Lumbar (anteroposterior (AP) and lateral) radiographs revealed a persistent right lateral thoracolumbar translation, decreased lumbar lordosis, and anterior thoracic translation. The images revealed evidence of post-surgical degenerative changes (Figures 1, 2). Radiographic imaging was repeated following the completion of the care plan. Follow-up radiographs were obtained with identical positioning and exposure settings to minimize variability and evaluated by the same physician as the initial films. Quantitative changes in lumbar lordosis and thoracolumbar translation were measured to assess structural outcomes utilizing PostureRay (PostureCo, Inc., Trinity, FL), a machine-learning-assisted parameter measurement. Prior studies have demonstrated high inter- and intra-examiner reliability of radiographic line-drawing methods with no significant differences compared to manual measurements across spinal regions. These metrics were compared with established normative data as well as baseline imaging to determine the degree of anatomical correction.

Figure 1. Lateral lumbopelvic radiograph comparison .

Figure 1

The green line depicts the expected alignment of the posterior longitudinal ligament in a normal spine. The red line represents the subjects' alignment as defined by George’s line, reflecting deviation of the posterior longitudinal ligament.

(1) X-ray image represents the initial presentation to the office on 06/03/2025. Pre-treatment neutral lateral lumbar radiograph demonstrating a lumbar curvature (ARA L1-L5) of −27.1 and anterior translation (L1-S1) of 47.7 mm. (2) X-ray image represents the day of discharge from the office on 08/12/2025. Post-treatment neutral lateral lumbar radiograph showing improvement with ARA L1-L5 measuring −24.0 and L1-S1 measuring 30.0 mm. 

The Absolute Rotation Angle (ARA) tool is a radiographic measurement method used to assess the total angle of spinal curvature.

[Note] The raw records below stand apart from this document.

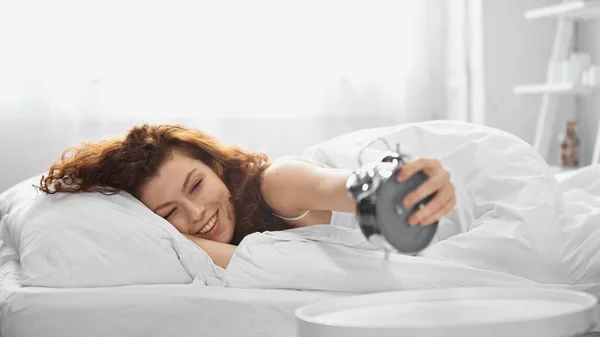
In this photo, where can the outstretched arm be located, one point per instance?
(294, 185)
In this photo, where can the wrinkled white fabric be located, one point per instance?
(513, 224)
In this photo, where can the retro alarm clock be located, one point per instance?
(380, 210)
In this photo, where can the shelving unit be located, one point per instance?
(568, 13)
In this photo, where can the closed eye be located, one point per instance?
(166, 217)
(196, 185)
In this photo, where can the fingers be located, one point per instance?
(421, 164)
(439, 214)
(434, 183)
(434, 210)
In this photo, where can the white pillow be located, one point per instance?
(93, 240)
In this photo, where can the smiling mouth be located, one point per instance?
(210, 224)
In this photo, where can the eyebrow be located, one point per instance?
(185, 182)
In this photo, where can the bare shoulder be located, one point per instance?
(285, 181)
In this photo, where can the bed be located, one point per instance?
(193, 309)
(147, 310)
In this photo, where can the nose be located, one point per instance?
(196, 212)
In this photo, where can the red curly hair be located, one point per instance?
(126, 164)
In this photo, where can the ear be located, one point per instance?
(218, 168)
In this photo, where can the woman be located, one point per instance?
(216, 195)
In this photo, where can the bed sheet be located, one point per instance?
(151, 310)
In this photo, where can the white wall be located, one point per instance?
(516, 51)
(588, 40)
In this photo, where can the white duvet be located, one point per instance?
(514, 223)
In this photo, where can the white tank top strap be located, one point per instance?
(296, 218)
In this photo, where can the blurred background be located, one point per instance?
(273, 76)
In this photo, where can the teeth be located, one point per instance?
(210, 224)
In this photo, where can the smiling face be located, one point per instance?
(192, 197)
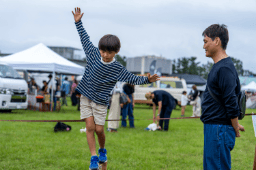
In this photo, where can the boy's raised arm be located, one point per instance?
(126, 76)
(85, 39)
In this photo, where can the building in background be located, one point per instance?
(4, 54)
(70, 53)
(144, 64)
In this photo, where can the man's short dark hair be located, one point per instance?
(110, 43)
(217, 30)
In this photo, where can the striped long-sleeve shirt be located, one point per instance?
(99, 77)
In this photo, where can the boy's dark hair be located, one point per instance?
(217, 30)
(110, 43)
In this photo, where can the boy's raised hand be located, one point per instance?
(153, 78)
(77, 14)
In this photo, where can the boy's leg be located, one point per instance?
(90, 129)
(161, 121)
(87, 115)
(124, 115)
(100, 113)
(130, 115)
(101, 135)
(167, 114)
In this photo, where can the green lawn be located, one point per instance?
(35, 145)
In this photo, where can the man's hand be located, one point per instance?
(240, 128)
(77, 14)
(153, 78)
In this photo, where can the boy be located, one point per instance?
(184, 101)
(101, 74)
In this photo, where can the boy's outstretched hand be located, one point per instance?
(77, 14)
(153, 78)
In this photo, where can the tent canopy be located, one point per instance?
(40, 58)
(250, 87)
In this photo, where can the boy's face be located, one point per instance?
(209, 46)
(107, 56)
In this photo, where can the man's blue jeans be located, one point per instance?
(128, 110)
(219, 140)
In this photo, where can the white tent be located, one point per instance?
(42, 59)
(250, 87)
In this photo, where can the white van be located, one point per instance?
(174, 85)
(13, 89)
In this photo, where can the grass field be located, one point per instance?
(25, 146)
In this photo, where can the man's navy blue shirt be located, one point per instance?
(224, 83)
(166, 98)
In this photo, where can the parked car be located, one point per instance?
(13, 89)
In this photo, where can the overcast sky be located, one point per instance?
(171, 28)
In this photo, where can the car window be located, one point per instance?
(8, 72)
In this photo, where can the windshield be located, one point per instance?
(8, 72)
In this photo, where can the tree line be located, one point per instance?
(190, 65)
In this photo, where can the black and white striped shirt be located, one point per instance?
(99, 77)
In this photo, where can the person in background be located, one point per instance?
(44, 88)
(127, 109)
(65, 87)
(32, 86)
(115, 108)
(73, 93)
(184, 101)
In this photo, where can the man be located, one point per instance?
(220, 120)
(114, 111)
(165, 103)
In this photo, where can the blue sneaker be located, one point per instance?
(94, 163)
(102, 155)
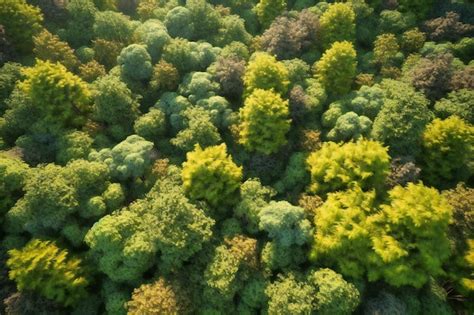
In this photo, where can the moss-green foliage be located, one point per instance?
(267, 10)
(402, 119)
(43, 267)
(164, 227)
(335, 166)
(266, 73)
(62, 97)
(128, 159)
(210, 174)
(21, 21)
(337, 68)
(264, 122)
(114, 106)
(285, 223)
(64, 200)
(253, 198)
(13, 174)
(337, 24)
(135, 63)
(447, 154)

Figure 2. Anteroposterior (AP) lumbopelvic radiograph comparison.

Figure 2

The green line depicts the expected alignment of the posterior longitudinal ligament in a normal spine. The red line represents the subjects' alignment as defined by George’s line, reflecting deviation of the posterior longitudinal ligament.

(1) X-ray image represents initial presentation to the office on 06/03/2025. Pre-treatment AP lumbar radiograph demonstrating translation of T12-S1 of -8.3 mm (normal is measured 0.0 mm). (2) X-ray image represents the day of discharge from the office on 08/12/2025. Post-treatment AP lumbar radiograph demonstrating translation of T12-S1 of -7.3 mm (normal is measured 0.0 mm).

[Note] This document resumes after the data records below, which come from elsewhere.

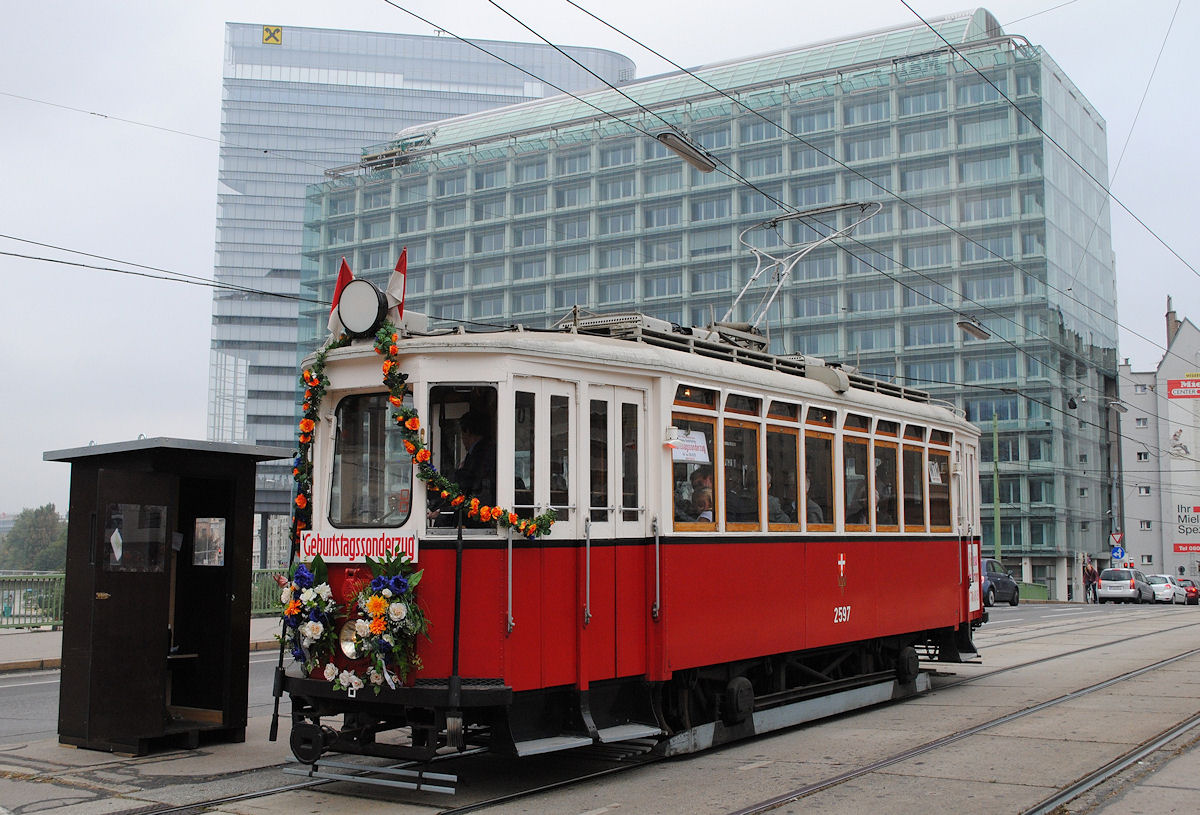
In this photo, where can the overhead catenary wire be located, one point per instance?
(898, 197)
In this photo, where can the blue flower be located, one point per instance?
(303, 577)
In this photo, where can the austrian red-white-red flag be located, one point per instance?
(343, 277)
(397, 283)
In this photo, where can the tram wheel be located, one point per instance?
(907, 665)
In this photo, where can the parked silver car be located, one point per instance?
(1123, 586)
(1167, 588)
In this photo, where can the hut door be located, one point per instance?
(131, 553)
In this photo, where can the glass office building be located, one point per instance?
(987, 161)
(295, 102)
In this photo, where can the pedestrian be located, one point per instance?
(1091, 576)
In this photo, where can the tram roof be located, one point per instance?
(640, 334)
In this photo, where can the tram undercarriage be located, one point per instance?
(695, 709)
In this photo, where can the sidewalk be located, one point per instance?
(41, 648)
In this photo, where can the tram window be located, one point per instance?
(629, 457)
(939, 490)
(886, 486)
(739, 403)
(913, 490)
(462, 426)
(819, 415)
(372, 479)
(742, 475)
(599, 460)
(819, 480)
(855, 483)
(857, 421)
(781, 475)
(523, 459)
(784, 411)
(696, 396)
(559, 455)
(693, 480)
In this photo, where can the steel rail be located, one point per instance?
(1114, 767)
(945, 741)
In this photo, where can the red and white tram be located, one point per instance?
(725, 525)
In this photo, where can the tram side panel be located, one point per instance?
(735, 599)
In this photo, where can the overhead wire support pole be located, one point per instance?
(785, 264)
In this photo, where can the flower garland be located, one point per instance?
(387, 623)
(309, 612)
(387, 616)
(414, 444)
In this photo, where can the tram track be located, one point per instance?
(1049, 804)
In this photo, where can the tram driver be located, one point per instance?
(475, 474)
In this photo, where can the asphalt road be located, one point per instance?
(29, 702)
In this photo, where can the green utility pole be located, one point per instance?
(995, 485)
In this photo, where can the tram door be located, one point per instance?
(613, 563)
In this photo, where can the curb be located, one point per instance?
(55, 663)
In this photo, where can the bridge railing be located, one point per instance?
(31, 600)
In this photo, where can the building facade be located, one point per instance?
(1161, 455)
(294, 102)
(985, 160)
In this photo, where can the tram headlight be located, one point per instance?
(346, 640)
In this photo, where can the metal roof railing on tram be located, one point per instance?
(723, 343)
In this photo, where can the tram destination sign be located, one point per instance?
(354, 545)
(1187, 528)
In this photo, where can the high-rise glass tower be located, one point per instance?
(988, 165)
(295, 102)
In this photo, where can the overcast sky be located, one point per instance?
(94, 355)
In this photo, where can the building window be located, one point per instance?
(486, 210)
(617, 156)
(490, 178)
(571, 228)
(663, 180)
(923, 100)
(533, 171)
(615, 223)
(663, 286)
(617, 189)
(451, 186)
(577, 162)
(810, 121)
(663, 216)
(529, 202)
(861, 113)
(573, 196)
(669, 249)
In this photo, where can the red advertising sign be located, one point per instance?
(1183, 389)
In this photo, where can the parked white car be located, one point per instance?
(1167, 588)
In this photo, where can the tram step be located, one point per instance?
(551, 743)
(627, 732)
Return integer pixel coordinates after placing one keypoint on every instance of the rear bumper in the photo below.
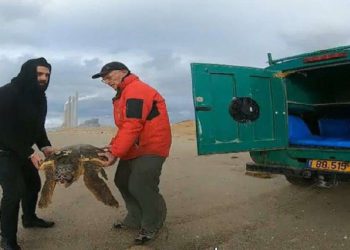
(286, 170)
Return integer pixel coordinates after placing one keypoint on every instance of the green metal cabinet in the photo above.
(247, 109)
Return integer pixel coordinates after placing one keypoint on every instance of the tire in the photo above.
(300, 181)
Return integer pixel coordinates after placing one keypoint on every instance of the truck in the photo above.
(293, 116)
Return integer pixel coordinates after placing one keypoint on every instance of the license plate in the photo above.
(339, 166)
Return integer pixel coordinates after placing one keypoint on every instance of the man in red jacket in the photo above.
(142, 144)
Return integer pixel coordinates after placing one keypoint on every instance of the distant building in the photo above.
(90, 123)
(70, 119)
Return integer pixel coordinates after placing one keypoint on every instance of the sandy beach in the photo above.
(211, 204)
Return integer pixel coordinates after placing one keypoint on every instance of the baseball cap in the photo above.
(109, 67)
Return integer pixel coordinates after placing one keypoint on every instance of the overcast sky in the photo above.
(157, 40)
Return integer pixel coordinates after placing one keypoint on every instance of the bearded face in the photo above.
(43, 75)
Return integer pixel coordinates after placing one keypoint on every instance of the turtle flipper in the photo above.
(98, 187)
(48, 188)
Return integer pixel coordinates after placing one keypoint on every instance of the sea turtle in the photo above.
(68, 164)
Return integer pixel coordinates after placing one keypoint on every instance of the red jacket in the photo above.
(141, 117)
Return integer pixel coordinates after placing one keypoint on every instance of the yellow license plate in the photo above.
(339, 166)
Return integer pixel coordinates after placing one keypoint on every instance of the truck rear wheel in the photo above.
(300, 181)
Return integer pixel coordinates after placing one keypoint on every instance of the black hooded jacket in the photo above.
(23, 108)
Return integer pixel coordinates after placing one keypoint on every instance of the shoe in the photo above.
(36, 222)
(144, 236)
(6, 245)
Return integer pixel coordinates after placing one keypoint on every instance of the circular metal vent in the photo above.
(244, 109)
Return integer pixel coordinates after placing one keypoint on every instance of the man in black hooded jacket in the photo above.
(23, 108)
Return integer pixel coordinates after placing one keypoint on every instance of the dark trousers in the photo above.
(137, 180)
(20, 181)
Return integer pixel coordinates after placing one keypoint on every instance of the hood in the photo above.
(27, 79)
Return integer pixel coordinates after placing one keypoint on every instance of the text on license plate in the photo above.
(341, 166)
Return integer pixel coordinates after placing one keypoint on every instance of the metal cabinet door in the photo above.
(238, 109)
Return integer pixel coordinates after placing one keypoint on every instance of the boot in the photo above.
(36, 222)
(7, 245)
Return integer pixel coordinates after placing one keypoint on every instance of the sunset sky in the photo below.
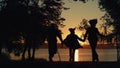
(77, 12)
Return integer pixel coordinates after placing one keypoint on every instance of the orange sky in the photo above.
(77, 12)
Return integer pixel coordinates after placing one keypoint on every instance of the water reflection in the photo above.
(80, 55)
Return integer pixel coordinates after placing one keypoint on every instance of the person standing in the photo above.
(52, 33)
(71, 41)
(92, 34)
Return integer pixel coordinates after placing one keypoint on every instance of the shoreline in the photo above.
(99, 46)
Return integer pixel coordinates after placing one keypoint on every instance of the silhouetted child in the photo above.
(92, 34)
(52, 34)
(71, 41)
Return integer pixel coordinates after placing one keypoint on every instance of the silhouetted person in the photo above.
(92, 34)
(52, 34)
(30, 45)
(71, 41)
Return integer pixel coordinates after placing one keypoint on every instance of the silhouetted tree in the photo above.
(30, 17)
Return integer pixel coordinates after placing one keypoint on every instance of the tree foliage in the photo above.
(112, 7)
(31, 17)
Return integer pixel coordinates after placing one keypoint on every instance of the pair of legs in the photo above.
(94, 53)
(71, 54)
(29, 48)
(52, 50)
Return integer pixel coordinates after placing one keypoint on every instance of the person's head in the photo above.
(93, 22)
(72, 30)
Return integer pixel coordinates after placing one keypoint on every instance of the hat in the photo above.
(93, 21)
(71, 29)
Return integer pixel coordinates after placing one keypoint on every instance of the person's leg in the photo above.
(94, 53)
(70, 54)
(24, 50)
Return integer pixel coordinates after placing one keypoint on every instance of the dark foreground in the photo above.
(41, 63)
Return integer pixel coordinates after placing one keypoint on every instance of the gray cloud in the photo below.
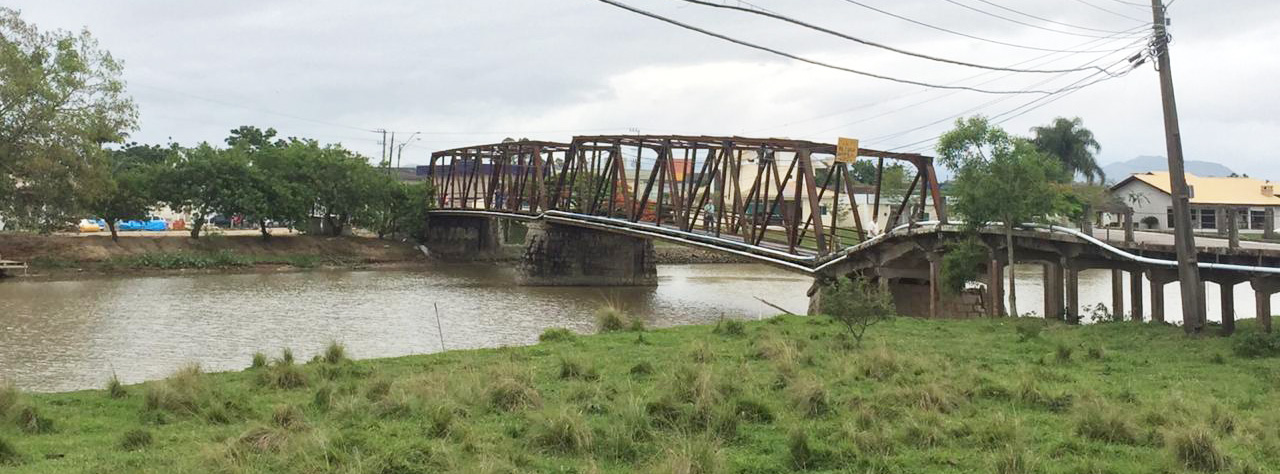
(476, 71)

Lateral Cervical radiographs revealed a persistent anterior head translation, decreased cervical lordosis, and evidence of post-surgical degenerative changes (Figure 3).

Figure 3. Lateral cervical radiograph compassion.

Figure 3

The green line depicts the expected alignment of the posterior longitudinal ligament in a normal spine. The red line represents the subjects' alignment as defined by George’s line, reflecting deviation of the posterior longitudinal ligament. The red lines represent the actual posterior tangent lines of the C2-T1 vertebrae using the Harrison posterior tangent method on the lateral cervical radiograph. The green lines represent the ideal spine model.

(1) X-ray image represents the initial presentation to the office on 06/03/2025. Pre-treatment neutral lateral cervical radiograph with a cervical curvature ARA C2-C7 measuring -20.4° (ideal measured at -42°, normal is -34°, and pain threshold is -20°) and anterior head translation C2-C7 measuring 21.4 mm (ideal measured at 0 mm, normal is 10 mm, and pain threshold is 20 mm). (2) X-ray image represents the day of discharge from the office on 08/12/2025. Post-treatment neutral lateral cervical radiograph with ARA C2-C7 measuring -23.2° and C2-C7 measuring 19.9 mm. 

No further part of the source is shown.